All of this rests on a dataset it claims is under-appreciated across the ecosystem: 720 million daily active users, more than a trillion dollars in observed online transactions, and billions of SKUs stitched together through retailer and brand integrations. To hear Criteo tell it, this is the kind of behavioral richness LLMs fundamentally lack.
AI as workflow
Internally, the company is pushing AI deeper into campaign set-up and optimization. The “audience agent” tools are designed to let a marketer describe a goal in plain language — “help me sell more camping backpacks” — and automatically assemble the segments, reach curves, and relevancy scoring that previously required sifting through taxonomies and manual logic.
Commerce Go — a fuller workflow tool that’s currently billed for a launch in Q1, 2026 — builds on this logic. It automates audience creation, channel mapping, and creative generation (text-to-image, image-to-video, URL-to-video) in something closer to 10 minutes than the multi-vendor, multi-day process many marketers still endure. Criteo claims these automated campaigns deliver materially higher return on ad spend, and says thousands have already run through the system.
Crucially, none of this relies on a user logging into a Criteo UI. Through MCP, the same campaign-creation flows now run inside ChatGPT or Claude. A campaign manager can sit inside an LLM, reference an advertiser ID and brief the system conversationally. The LLM passes instructions to Criteo’s APIs and returns a fully assembled campaign that can then be tweaked or launched inside Criteo’s platform.
Criteo CTO Todd Parsons added, “This is just an example of how we’re using AI to move our legacy products forward. In the past, you would have to look up our taxonomy, and you would have had to select or deselect a load of audience attributes.”
This is where Criteo sees the near-term efficiency play: collapsing media planning steps by using AI to perform the connective tissue work that was historically manual, slow and fragmented.
Retail media
Criteo’s retail media customers, meanwhile, are racing to layer AI chat experiences into their own sites — a shift driven partly by shopper behavior and partly by fear of ceding discovery to LLMs. Criteo is positioning itself as the bridge between retailer-controlled AI chat and ad monetization, ensuring sponsored product placements remain relevant and don’t undermine shopper trust.
One technical focus is giving retailers finer control over relevancy scoring — moving from binary eligibility to graded scoring where a brand may bid against nuanced relevance thresholds. It’s an attempt to resolve the long-standing tension in retail media: balancing monetization with genuine usefulness to the shopper.
The “agentic” use case cuts across both sides of the house. Whether the front-end is a retailer’s own chat interface or a general-purpose LLM, Criteo wants its commerce data to power the recommendation logic beneath it.
LLMs as the next ad channel?
The company is clear that the test-and-learn phase with a major LLM provider is still early. But the framing is telling: Criteo sees agentic shopping as an incremental channel, not a cannibalistic one. If the performance holds up, the company expects to allocate budgets the same way it already reallocates between open-web and social performance — wherever product sales can be measured and verified.

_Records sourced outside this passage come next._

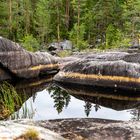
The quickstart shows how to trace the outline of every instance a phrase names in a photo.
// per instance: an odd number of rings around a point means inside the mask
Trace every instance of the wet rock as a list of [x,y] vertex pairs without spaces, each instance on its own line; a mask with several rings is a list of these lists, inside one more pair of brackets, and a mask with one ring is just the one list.
[[59,134],[39,126],[35,126],[31,121],[25,120],[22,122],[0,122],[1,140],[21,140],[21,136],[26,134],[28,131],[36,132],[38,134],[38,140],[64,140],[64,138]]
[[[12,78],[32,78],[56,73],[56,59],[47,52],[28,52],[19,44],[0,37],[0,65]],[[3,77],[1,80],[9,79]]]
[[[80,55],[63,66],[54,80],[61,83],[140,90],[140,54],[106,52]],[[76,58],[78,58],[76,56]]]
[[139,140],[139,121],[112,121],[95,118],[41,121],[42,127],[53,130],[69,140]]

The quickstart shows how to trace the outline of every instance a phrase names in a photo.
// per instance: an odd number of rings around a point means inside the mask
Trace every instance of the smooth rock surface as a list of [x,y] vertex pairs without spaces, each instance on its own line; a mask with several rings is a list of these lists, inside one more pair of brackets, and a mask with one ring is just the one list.
[[[30,125],[29,125],[30,124]],[[39,140],[64,140],[59,134],[48,129],[35,126],[31,121],[6,121],[0,122],[0,140],[21,140],[17,139],[28,130],[35,130],[39,133]]]
[[140,90],[139,53],[105,52],[73,57],[76,61],[67,58],[67,64],[64,61],[60,72],[54,77],[55,81]]
[[[0,66],[12,78],[33,78],[58,70],[56,59],[47,52],[28,52],[3,37],[0,37]],[[9,77],[3,76],[0,80],[6,79]]]

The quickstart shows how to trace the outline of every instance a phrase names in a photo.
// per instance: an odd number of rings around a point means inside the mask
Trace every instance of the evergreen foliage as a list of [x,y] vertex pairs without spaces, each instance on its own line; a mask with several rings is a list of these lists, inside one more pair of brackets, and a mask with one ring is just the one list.
[[139,0],[0,0],[0,11],[0,35],[21,43],[34,40],[30,51],[42,49],[32,48],[38,43],[46,47],[64,39],[78,50],[140,40]]

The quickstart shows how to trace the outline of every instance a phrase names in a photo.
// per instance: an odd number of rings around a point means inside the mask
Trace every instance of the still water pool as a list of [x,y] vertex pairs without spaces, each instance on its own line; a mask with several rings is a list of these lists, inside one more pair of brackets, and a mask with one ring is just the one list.
[[[10,119],[47,120],[86,117],[111,120],[139,119],[140,100],[139,97],[133,96],[134,93],[128,96],[126,92],[96,89],[93,91],[91,90],[93,87],[73,88],[71,85],[58,86],[52,83],[43,83],[43,86],[39,83],[40,85],[41,88],[36,84],[24,85],[26,99]],[[23,87],[17,87],[18,92],[23,90]]]

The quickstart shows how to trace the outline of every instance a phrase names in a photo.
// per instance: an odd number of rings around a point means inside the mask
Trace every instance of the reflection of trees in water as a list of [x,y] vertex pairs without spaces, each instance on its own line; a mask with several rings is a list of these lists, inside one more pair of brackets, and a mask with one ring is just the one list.
[[[85,114],[86,116],[88,117],[91,110],[92,110],[92,103],[88,102],[88,101],[85,101],[85,105],[84,105],[84,108],[85,108]],[[94,108],[95,108],[95,111],[97,112],[98,109],[101,109],[100,105],[99,104],[95,104],[94,105]]]
[[130,110],[130,114],[132,115],[132,120],[139,121],[140,120],[140,107]]
[[92,104],[90,102],[85,101],[84,107],[85,107],[85,114],[88,117],[92,109]]
[[70,95],[65,90],[56,85],[52,85],[47,90],[54,99],[54,107],[58,113],[62,112],[63,108],[69,105],[71,99]]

Commercial models are still fluid: Criteo talks about everything from data licensing and pay-per-query models to native ad formats inside LLMs. However, the thesis remains consistent: high-fidelity commerce signals will be required for quality product discovery, and this creates an opportunity for an ad tech company with a robust recommendation stack.
For a business that has spent years trying to reshape its identity after the third-party cookie era, the LLM shift offers something genuinely new to lean into — not just as a defensive posture, but as a route into a more diversified set of revenue lines.
In short, Criteo is trying to ensure that when AI becomes the shop window, it is the vendor supplying the shelves.